En plus de régaler les yeux, les hanabi durent une heure en moyenne, ils sont une véritable aventure culturelle.
En effet, pour les Japonais, ils sont prétextes à une sortie en famille ou entre amis. Les filles s’habillent en yukata (kimono d’été au motif fleuri), et la bière coule à flot. Le tout en dégustant des yakitori (brochettes de viande) yakisoba (nouilles sautées), takoyaki (boulettes grillées de poulpe) à l’un des innombrable yattai (marchand ambulant) qui ont pris place.

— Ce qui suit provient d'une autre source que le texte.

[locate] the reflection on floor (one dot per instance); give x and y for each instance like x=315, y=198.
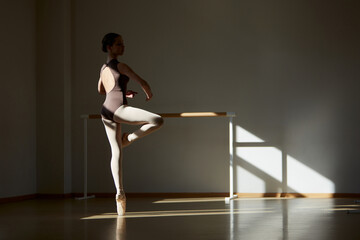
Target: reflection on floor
x=201, y=218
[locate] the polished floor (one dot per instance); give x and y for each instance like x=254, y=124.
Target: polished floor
x=202, y=218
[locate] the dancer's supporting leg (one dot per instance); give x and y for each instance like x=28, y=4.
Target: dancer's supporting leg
x=113, y=132
x=130, y=115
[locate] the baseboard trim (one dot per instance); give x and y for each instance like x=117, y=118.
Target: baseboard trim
x=298, y=195
x=182, y=195
x=17, y=198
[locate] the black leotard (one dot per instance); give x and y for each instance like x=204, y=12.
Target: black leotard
x=117, y=96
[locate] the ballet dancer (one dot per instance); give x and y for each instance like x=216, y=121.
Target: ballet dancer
x=114, y=76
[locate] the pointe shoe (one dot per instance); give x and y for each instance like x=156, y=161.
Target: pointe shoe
x=121, y=204
x=124, y=140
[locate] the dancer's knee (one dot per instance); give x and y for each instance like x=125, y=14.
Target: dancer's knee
x=159, y=121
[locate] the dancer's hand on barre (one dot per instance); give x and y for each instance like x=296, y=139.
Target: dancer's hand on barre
x=148, y=94
x=130, y=94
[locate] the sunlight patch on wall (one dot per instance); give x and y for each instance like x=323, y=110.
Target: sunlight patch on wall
x=303, y=179
x=243, y=135
x=248, y=182
x=264, y=163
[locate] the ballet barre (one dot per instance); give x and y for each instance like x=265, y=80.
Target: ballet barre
x=230, y=115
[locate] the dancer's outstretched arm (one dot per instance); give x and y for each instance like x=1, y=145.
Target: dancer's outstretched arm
x=125, y=69
x=101, y=88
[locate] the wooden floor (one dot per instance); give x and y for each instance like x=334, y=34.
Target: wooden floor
x=203, y=218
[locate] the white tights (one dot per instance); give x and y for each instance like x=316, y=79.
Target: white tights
x=128, y=115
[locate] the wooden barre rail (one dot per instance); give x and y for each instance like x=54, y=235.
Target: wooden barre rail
x=178, y=115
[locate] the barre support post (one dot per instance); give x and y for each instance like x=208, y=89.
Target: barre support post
x=231, y=155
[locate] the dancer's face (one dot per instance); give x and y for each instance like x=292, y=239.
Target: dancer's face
x=118, y=47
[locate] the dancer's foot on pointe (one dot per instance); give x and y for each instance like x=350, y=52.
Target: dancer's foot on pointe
x=124, y=140
x=121, y=204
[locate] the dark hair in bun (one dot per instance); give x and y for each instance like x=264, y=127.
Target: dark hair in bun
x=108, y=40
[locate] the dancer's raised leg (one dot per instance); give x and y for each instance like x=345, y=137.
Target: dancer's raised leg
x=135, y=116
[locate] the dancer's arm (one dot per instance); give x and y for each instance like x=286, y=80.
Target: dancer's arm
x=101, y=88
x=126, y=70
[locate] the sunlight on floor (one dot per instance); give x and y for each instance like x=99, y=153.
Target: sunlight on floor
x=182, y=213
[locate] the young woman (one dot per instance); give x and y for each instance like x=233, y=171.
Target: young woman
x=114, y=76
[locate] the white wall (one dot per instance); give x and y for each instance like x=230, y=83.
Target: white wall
x=18, y=99
x=288, y=69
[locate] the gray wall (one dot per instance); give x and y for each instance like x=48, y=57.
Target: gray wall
x=288, y=69
x=18, y=99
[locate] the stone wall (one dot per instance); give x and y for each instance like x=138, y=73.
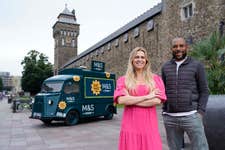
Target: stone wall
x=169, y=23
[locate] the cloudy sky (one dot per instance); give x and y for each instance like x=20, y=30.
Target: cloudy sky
x=27, y=24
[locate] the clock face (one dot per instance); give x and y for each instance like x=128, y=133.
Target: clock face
x=68, y=39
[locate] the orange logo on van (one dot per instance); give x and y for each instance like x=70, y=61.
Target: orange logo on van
x=96, y=87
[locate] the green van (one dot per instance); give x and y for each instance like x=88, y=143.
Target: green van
x=74, y=94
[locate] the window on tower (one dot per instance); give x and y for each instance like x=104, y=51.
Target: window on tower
x=63, y=42
x=73, y=43
x=187, y=9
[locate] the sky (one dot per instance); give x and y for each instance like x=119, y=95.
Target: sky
x=27, y=25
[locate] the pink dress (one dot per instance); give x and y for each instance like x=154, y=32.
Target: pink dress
x=139, y=128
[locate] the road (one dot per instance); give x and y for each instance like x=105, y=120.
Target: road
x=18, y=132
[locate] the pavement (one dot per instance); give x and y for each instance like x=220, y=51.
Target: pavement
x=18, y=132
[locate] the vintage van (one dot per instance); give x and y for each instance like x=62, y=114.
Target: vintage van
x=74, y=94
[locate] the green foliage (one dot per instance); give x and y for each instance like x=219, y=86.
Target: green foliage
x=36, y=69
x=211, y=52
x=1, y=84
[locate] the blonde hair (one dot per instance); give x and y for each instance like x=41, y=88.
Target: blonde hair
x=130, y=76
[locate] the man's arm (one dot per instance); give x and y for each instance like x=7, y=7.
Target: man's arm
x=202, y=89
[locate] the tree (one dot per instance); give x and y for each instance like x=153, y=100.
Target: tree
x=1, y=84
x=211, y=52
x=36, y=69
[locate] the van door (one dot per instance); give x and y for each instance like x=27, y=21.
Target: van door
x=71, y=94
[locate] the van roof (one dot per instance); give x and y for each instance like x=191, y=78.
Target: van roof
x=60, y=78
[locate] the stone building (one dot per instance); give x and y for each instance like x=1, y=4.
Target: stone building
x=154, y=30
x=65, y=33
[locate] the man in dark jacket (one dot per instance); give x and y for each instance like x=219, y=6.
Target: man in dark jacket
x=187, y=95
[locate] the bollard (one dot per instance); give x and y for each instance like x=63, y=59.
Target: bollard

Mais la place est, comme souvent au Japon, le souci principal. Pour les feux d’artifices les plus populaires (celui de la rivière Sumida par exemple), il convient d’arriver tôt, très tôt. Il n’est pas rare de voir des groupes réserver leur emplacement dès le début de l’après-midi ! De la même façon, le retour peut se révéler une véritable expédition, car le métro est totalement saturé (par exemple, celui de Yokohama).
Enfin, si nombre d’entre eux sont gratuits certains sont payants. Quoiqu’il en soit, et à condition de s’armer d’un peu de patience, les feux d’artifices nippons sont un spectacle à ne pas manquer.